- Church: Church of Uganda
- Diocese: Diocese of Kumi
- In office: 2001–2019
- Predecessor: position established*;
- Successor: Michael Okwii Esakan (Bishop)

Orders
- Consecration: 22 July 2001

Personal details
- Born: Mukongoro, Kumi District, Uganda
- Died: 5 December 2023 Soroti Regional Referral Hospital, Uganda
- Denomination: Anglicanism
- Spouse: Jenifer Irigei
- Children: 9

= Edison Irigei =

Ugandan Anglican bishop

(Thomas) Edison Irigei (died December 5, 2023) was a long serving Anglican bishop who was the first Bishop of Kumi in Uganda from 2001 to 2019.

== Early life and education ==
Irigei was born on December 28, 1954, in Kumi district. He was educated at Akadot Primary School (Primary One to Primary 5) and Mukongoro Rock Primary School (P. 6 to P. 7). Later, he studied at Soroti Secondary School before training as a lay leader at the Diocese Training Centre Ngora.

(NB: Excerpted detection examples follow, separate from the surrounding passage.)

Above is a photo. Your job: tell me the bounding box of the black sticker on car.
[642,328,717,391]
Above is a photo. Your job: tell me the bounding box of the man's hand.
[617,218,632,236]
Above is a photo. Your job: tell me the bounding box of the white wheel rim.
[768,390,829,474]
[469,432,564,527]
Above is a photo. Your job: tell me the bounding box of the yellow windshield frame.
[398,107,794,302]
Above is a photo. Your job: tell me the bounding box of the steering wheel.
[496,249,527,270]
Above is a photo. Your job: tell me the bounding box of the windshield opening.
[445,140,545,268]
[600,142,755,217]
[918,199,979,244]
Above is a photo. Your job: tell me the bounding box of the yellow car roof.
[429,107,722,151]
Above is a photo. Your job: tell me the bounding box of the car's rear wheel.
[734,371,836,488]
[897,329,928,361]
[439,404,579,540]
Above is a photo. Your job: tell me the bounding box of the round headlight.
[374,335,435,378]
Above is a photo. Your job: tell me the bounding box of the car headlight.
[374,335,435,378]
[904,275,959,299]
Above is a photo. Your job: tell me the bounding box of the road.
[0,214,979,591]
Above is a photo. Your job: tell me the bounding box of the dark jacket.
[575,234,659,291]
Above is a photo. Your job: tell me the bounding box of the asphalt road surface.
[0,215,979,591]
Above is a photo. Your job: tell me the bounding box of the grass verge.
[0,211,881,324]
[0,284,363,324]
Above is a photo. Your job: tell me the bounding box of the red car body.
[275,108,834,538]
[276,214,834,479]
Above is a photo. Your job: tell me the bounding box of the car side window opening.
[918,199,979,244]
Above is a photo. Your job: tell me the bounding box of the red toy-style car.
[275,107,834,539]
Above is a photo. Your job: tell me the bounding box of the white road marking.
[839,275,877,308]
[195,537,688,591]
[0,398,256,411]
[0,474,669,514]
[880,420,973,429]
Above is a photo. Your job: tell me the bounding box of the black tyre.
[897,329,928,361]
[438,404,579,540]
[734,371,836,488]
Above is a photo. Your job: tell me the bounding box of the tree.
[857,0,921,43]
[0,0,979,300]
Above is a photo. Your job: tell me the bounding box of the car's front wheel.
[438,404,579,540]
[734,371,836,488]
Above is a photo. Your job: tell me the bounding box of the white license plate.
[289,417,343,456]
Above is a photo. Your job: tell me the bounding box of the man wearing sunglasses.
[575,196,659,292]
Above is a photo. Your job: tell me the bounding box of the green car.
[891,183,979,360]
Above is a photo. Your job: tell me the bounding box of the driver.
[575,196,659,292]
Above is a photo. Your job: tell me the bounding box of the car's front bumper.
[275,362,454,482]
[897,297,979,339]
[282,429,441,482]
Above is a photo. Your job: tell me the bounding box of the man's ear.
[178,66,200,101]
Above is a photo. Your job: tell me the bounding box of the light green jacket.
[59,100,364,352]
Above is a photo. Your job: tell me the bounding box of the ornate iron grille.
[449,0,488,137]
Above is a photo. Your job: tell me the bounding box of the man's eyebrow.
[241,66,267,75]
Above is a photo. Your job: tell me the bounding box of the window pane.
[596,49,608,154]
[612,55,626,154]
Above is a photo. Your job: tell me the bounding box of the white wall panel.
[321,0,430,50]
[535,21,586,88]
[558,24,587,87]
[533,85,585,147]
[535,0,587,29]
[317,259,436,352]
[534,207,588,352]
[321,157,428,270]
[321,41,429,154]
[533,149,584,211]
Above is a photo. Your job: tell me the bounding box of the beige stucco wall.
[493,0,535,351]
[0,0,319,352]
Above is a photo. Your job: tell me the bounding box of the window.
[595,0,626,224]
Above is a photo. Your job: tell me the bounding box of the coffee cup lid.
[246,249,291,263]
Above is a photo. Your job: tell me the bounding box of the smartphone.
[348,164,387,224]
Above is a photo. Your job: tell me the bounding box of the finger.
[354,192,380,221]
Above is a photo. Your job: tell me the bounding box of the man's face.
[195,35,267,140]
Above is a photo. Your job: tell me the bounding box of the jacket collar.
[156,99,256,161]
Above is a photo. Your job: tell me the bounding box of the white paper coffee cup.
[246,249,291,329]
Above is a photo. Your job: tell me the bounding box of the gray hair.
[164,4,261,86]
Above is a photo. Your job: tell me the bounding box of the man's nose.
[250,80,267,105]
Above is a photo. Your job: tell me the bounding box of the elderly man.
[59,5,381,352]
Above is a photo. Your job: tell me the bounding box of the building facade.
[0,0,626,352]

He later pursued theological studies at Bishop Tucker Theological College, Mukono, earning certificates, a diploma, and eventually a degree.

== Career ==
Irigei served as a lay leader at Akadot Church from 1979 to 1980 and as a hospital chaplain at Ngora Freda Carr Hospital from 1983 to 1987. He was elected bishop of Kumi diocese in 2001 and he reigned for 18 years.

== Personal life ==
Irigei was married to Jenifer Irigei and together they had 9 children.